Rationale for incorrect choices
• Vital signs: Heart rate while slightly elevated can be physiologic due to postpartum recovery, mild fever, or pain. Respiratory rate is within normal limits for adults; does not indicate acute compromise. Blood pressure is within normal postpartum range and does not signal hemodynamic instability at this time. Oxygen saturation is normal, indicating adequate oxygenation.
• Surgical incision well approximated with slight edema, no redness or drainage: Mild edema at the incision site is expected and not indicative of infection at this time. Regular monitoring is appropriate.
• No bowel movement since birth, hypoactive bowel sounds: Delayed bowel movements and hypoactive sounds are common postpartum, especially after cesarean section. Monitoring and supportive care are sufficient unless other symptoms develop.

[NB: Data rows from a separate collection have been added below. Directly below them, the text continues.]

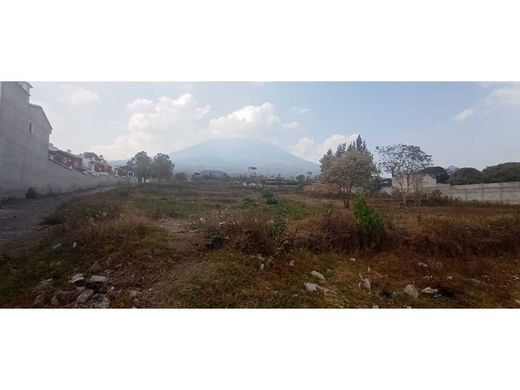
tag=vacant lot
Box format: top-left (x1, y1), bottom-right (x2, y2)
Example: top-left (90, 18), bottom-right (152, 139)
top-left (0, 182), bottom-right (520, 308)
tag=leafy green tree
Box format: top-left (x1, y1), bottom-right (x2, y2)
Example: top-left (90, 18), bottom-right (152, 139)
top-left (422, 166), bottom-right (450, 184)
top-left (320, 149), bottom-right (377, 208)
top-left (482, 162), bottom-right (520, 183)
top-left (450, 168), bottom-right (482, 185)
top-left (151, 153), bottom-right (175, 181)
top-left (127, 151), bottom-right (152, 183)
top-left (347, 135), bottom-right (368, 152)
top-left (377, 144), bottom-right (432, 206)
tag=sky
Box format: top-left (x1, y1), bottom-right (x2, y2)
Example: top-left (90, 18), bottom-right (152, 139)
top-left (31, 82), bottom-right (520, 169)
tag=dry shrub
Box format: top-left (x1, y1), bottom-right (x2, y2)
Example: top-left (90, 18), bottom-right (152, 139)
top-left (201, 210), bottom-right (276, 255)
top-left (287, 211), bottom-right (359, 253)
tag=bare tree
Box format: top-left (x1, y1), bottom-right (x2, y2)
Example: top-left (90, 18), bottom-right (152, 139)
top-left (376, 144), bottom-right (432, 206)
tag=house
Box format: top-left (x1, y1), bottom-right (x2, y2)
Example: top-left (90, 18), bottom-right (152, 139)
top-left (0, 81), bottom-right (52, 198)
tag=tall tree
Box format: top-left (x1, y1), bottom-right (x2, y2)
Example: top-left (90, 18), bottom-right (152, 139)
top-left (127, 151), bottom-right (152, 183)
top-left (376, 144), bottom-right (432, 206)
top-left (151, 153), bottom-right (175, 181)
top-left (348, 135), bottom-right (368, 152)
top-left (320, 149), bottom-right (377, 208)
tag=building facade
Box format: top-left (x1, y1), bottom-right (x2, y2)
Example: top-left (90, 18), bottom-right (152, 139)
top-left (0, 82), bottom-right (52, 197)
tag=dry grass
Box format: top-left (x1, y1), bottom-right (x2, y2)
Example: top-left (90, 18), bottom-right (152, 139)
top-left (0, 183), bottom-right (520, 307)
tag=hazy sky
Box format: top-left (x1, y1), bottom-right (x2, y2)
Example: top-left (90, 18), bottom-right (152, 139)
top-left (32, 82), bottom-right (520, 168)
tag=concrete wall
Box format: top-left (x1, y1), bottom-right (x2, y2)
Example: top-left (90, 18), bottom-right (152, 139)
top-left (0, 82), bottom-right (125, 199)
top-left (435, 181), bottom-right (520, 204)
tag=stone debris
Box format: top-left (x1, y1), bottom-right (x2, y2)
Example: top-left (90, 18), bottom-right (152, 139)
top-left (311, 270), bottom-right (325, 280)
top-left (403, 284), bottom-right (419, 299)
top-left (421, 287), bottom-right (439, 294)
top-left (303, 282), bottom-right (329, 293)
top-left (76, 289), bottom-right (94, 305)
top-left (69, 274), bottom-right (85, 285)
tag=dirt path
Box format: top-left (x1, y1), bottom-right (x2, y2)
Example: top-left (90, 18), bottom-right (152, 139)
top-left (0, 187), bottom-right (112, 245)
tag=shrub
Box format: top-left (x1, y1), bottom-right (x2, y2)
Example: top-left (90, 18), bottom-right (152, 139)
top-left (265, 198), bottom-right (278, 204)
top-left (354, 194), bottom-right (384, 245)
top-left (262, 188), bottom-right (274, 199)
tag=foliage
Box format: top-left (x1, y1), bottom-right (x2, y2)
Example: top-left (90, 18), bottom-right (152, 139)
top-left (422, 166), bottom-right (450, 184)
top-left (127, 151), bottom-right (152, 183)
top-left (482, 162), bottom-right (520, 183)
top-left (450, 168), bottom-right (482, 185)
top-left (347, 135), bottom-right (368, 152)
top-left (262, 188), bottom-right (274, 199)
top-left (320, 145), bottom-right (377, 207)
top-left (377, 144), bottom-right (432, 205)
top-left (151, 153), bottom-right (175, 180)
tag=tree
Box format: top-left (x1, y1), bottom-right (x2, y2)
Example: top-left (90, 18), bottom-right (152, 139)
top-left (450, 168), bottom-right (482, 185)
top-left (320, 149), bottom-right (377, 208)
top-left (151, 153), bottom-right (175, 181)
top-left (347, 135), bottom-right (368, 152)
top-left (422, 166), bottom-right (450, 184)
top-left (127, 151), bottom-right (152, 183)
top-left (83, 152), bottom-right (101, 161)
top-left (482, 162), bottom-right (520, 183)
top-left (377, 144), bottom-right (432, 206)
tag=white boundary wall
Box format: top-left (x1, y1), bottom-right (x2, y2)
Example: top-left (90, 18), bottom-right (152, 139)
top-left (431, 181), bottom-right (520, 204)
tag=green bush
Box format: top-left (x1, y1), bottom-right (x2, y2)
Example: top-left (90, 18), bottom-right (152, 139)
top-left (265, 198), bottom-right (278, 204)
top-left (262, 188), bottom-right (274, 199)
top-left (354, 194), bottom-right (384, 244)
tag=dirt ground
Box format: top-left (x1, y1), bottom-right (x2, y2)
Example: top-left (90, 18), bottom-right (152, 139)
top-left (0, 187), bottom-right (114, 244)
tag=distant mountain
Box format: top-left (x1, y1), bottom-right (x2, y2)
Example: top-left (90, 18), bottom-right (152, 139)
top-left (170, 138), bottom-right (320, 176)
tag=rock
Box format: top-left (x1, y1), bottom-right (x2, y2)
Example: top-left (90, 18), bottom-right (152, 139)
top-left (304, 282), bottom-right (321, 292)
top-left (90, 260), bottom-right (102, 272)
top-left (421, 287), bottom-right (439, 294)
top-left (69, 274), bottom-right (85, 285)
top-left (87, 275), bottom-right (108, 284)
top-left (311, 271), bottom-right (325, 280)
top-left (40, 278), bottom-right (54, 287)
top-left (403, 284), bottom-right (419, 299)
top-left (33, 294), bottom-right (45, 306)
top-left (76, 289), bottom-right (94, 305)
top-left (359, 275), bottom-right (372, 290)
top-left (92, 294), bottom-right (110, 309)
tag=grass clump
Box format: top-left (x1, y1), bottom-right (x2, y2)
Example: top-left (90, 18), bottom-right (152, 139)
top-left (354, 194), bottom-right (385, 245)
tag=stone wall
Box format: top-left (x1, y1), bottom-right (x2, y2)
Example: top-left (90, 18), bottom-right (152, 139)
top-left (434, 181), bottom-right (520, 204)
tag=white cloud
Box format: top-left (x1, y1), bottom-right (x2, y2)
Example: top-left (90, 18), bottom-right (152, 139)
top-left (93, 93), bottom-right (209, 159)
top-left (61, 88), bottom-right (101, 106)
top-left (453, 108), bottom-right (475, 122)
top-left (488, 83), bottom-right (520, 106)
top-left (92, 97), bottom-right (300, 159)
top-left (289, 134), bottom-right (358, 162)
top-left (283, 121), bottom-right (300, 130)
top-left (291, 107), bottom-right (311, 115)
top-left (207, 102), bottom-right (299, 139)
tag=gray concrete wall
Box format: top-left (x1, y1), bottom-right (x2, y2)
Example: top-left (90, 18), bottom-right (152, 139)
top-left (0, 82), bottom-right (125, 199)
top-left (435, 181), bottom-right (520, 204)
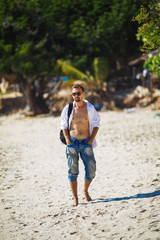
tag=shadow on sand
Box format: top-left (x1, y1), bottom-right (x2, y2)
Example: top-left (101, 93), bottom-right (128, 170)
top-left (81, 190), bottom-right (160, 205)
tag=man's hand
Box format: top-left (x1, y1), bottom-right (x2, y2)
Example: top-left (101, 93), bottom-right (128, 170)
top-left (66, 140), bottom-right (72, 145)
top-left (88, 139), bottom-right (93, 146)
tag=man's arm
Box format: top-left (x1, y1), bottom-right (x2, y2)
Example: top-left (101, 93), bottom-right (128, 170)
top-left (88, 127), bottom-right (99, 145)
top-left (63, 129), bottom-right (72, 145)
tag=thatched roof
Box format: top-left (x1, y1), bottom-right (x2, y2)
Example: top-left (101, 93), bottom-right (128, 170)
top-left (128, 49), bottom-right (159, 66)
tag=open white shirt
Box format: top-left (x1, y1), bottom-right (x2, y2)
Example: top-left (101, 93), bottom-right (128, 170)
top-left (61, 100), bottom-right (100, 147)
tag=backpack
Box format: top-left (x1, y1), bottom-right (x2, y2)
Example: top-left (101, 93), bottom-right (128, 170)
top-left (60, 103), bottom-right (73, 145)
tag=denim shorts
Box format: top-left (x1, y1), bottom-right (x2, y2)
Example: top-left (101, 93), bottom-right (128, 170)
top-left (66, 137), bottom-right (96, 182)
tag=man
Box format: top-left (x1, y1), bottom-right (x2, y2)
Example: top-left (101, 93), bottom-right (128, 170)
top-left (61, 84), bottom-right (100, 207)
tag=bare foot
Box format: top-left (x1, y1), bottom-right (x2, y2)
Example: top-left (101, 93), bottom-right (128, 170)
top-left (71, 198), bottom-right (78, 207)
top-left (83, 191), bottom-right (92, 202)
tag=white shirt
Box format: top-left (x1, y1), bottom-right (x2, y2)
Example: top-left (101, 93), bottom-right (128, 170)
top-left (61, 100), bottom-right (100, 147)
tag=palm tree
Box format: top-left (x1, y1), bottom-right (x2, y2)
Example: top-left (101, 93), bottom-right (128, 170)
top-left (57, 57), bottom-right (108, 89)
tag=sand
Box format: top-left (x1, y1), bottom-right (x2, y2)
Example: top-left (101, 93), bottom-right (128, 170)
top-left (0, 109), bottom-right (160, 240)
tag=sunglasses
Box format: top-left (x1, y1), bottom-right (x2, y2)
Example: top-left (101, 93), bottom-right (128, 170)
top-left (72, 92), bottom-right (82, 96)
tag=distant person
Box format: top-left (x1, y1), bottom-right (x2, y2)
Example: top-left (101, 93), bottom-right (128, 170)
top-left (61, 84), bottom-right (100, 207)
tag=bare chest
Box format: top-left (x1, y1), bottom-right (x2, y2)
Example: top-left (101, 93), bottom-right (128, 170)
top-left (72, 106), bottom-right (88, 123)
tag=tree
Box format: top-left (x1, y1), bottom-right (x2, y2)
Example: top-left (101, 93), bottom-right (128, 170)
top-left (135, 0), bottom-right (160, 52)
top-left (0, 0), bottom-right (148, 114)
top-left (144, 54), bottom-right (160, 78)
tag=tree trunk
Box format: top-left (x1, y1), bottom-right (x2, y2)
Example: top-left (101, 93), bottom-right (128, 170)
top-left (20, 76), bottom-right (49, 115)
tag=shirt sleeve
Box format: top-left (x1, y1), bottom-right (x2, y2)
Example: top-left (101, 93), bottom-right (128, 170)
top-left (92, 106), bottom-right (100, 128)
top-left (61, 105), bottom-right (69, 130)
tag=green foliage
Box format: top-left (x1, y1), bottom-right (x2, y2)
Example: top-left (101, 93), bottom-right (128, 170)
top-left (144, 54), bottom-right (160, 78)
top-left (93, 57), bottom-right (108, 88)
top-left (135, 0), bottom-right (160, 52)
top-left (0, 0), bottom-right (148, 80)
top-left (57, 60), bottom-right (88, 80)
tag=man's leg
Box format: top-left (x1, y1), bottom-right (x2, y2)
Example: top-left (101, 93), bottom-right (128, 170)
top-left (83, 180), bottom-right (92, 202)
top-left (81, 145), bottom-right (96, 202)
top-left (70, 181), bottom-right (78, 207)
top-left (66, 144), bottom-right (79, 207)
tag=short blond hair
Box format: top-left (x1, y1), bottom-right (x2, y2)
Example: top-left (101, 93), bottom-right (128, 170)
top-left (72, 83), bottom-right (85, 92)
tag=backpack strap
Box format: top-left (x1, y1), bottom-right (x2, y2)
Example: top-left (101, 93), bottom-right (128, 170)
top-left (68, 103), bottom-right (73, 129)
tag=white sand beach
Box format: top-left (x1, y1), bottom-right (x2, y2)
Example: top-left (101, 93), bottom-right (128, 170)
top-left (0, 109), bottom-right (160, 240)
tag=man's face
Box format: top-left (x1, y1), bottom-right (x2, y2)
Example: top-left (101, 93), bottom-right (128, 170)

Correct Answer is ["A","C","D"]
Explanation
Rationale:
A. Encourage the client to elevate their legs while in bed: Elevating the affected leg helps reduce venous pressure, decreasing edema and discomfort associated with DVT. Elevation also promotes venous return, which can limit further clot propagation. This intervention provides symptom relief without increasing the risk of embolization.
B. Place an immobilizer on the affected leg: Immobilizers restrict movement and are used for musculoskeletal injuries, not for DVT management. Immobilization can worsen venous stasis by reducing circulation in the lower extremity. Instead, clients with DVT benefit from gentle mobility once anticoagulation is initiated, unless contraindicated, to prevent worsening clot burden.
C. Implement bleeding precautions: The client has diagnostic confirmation of DVT and will require anticoagulation, which increases bleeding risk. Bleeding precautions help prevent complications such as hematuria, bruising, or gastrointestinal bleeding. Monitoring for signs of bleeding and avoiding trauma are essential once therapy begins.
D. Apply intermittent pneumatic compression devices to the unaffected leg: IPC devices should not be applied to the affected limb due to the risk of dislodging the thrombus. However, using them on the unaffected leg promotes venous return and helps prevent additional clot formation.
E. Instruct the client to expect dark stools: Dark stools can indicate gastrointestinal bleeding, which is not an expected effect of DVT treatment. While anticoagulants can increase bleeding risk, the nurse should teach the client to report black or tarry stools immediately.